We are still exploring the different ways by which we can make a difference through these two ideas, but we can make a few threshold conclusions. First, any restrictions on food imports through sanctions has been widely rejected by the international community on moral grounds. There is some debate, however, as many of the current sanctions restricting North Korean access to dollars and oil might have just as significant of an impact on access to food. Regardless, we have no interest in pursuing purposeful starvation as a method of influencing the regime.
We can also tentatively eliminate looking into restrictions on access to conventional military technology and information warfare as useful areas for further research for similar reasons to our decision not to look into arms control sanctions and covert action above. We are likely to run into similar issues around classification.
This leaves two major mechanisms for us to explore further, both heavily involving UN and US sanctions and their enforcement: restricting North Korean revenue and access to foreign currency and restricting North Korean access to refined petroleum products.
The ability for North Korea to raise revenues and to generate foreign currencies is vital to the regime and has been an ongoing issue of international attention. We are continuing to investigate some of the possible mechanisms to effectuate change here. One key aspect of the problem is trying to disentangle North Korean State actors from quasi-private entities whose interests may diverge from the regime.

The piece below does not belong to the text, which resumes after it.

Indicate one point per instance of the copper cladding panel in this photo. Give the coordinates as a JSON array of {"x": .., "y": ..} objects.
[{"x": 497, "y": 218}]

It has been readily apparent from the beginning that access to refined petroleum is a key pressure point on North Korea leadership, both because of a need to fuel their military efforts and because of a growing domestic and commercial appetite for taxis, generators, farm equipment, and other diesel and gasoline needing machines. The UN Security Council has thus focused much of its recent import restrictions on refined petroleum and crude oil that North Korea has the capability to refine itself. These sanctions have not proven completely effective, as recent UN reporting has made public, partially because of significant North Korean evasion through at-sea tanker transfers.
This has resulted in and increased focus on addressing the ship-to-ship transfers that North Korea is using to evade the refined petroleum cap. We have began to focus tentatively on this as our primary goal, though there are still some questions we would like to answer about the ultimate utility of spending resources on enforcement of this particular form of sanctions evasion.
There are several vectors that we are investigating to investigate where we might be able enhance US enforcement capabilities around these ship-to-ship transfers. Our continues investigation of this will be detailed more in following blog posts, but we wanted to take the opportunity here to show how we got here, what other areas we are still considering, and what our reasoning was at each step of the process.